Read it, chapter by chapter
The full 8-chapter guide for law firms — pick any chapter to read it here.
What Is Cadence and Why It Matters for AI Visibility
Cadence is the consistent rhythm of publishing that establishes your law firm as a recognized entity within AI search systems and Google's Knowledge Graph. When potential clients ask ChatGPT, Claude, Gemini, or Perplexity about legal services, AI models rank "known entities"—firms that consistently publish, maintain visible credentials, cite sources, and build authority across multiple platforms.

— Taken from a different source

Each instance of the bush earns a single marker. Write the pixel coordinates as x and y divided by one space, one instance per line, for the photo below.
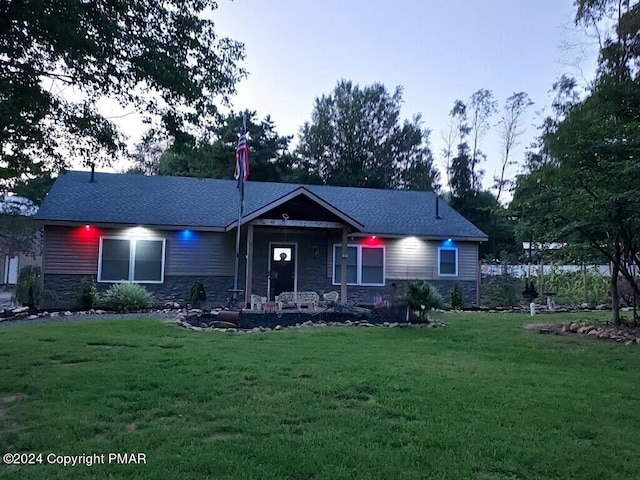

A firm publishing 2–4 quality posts weekly on its primary platform (typically a blog) signals stability and expertise to AI engines. This consistency matters more than occasional bursts; publishing 16 posts in one month then going silent can actually harm your AI visibility over time.
Key insight: Many clients now ask AI first when researching legal services. If your firm isn't recognized as a known entity by these platforms, you're invisible to that research step—regardless of your Google rankings.
How AI Platforms Recognize Known Entities
AI search engines build independent entity profiles by analyzing training data, real-time web access, and structured signals from your site:
- Consistent branding and bylines—AI models learn "Scott Wiseman is the founder of InterCore" by seeing that pairing across multiple contexts (YouTube, LinkedIn, articles with visible authorship, social media).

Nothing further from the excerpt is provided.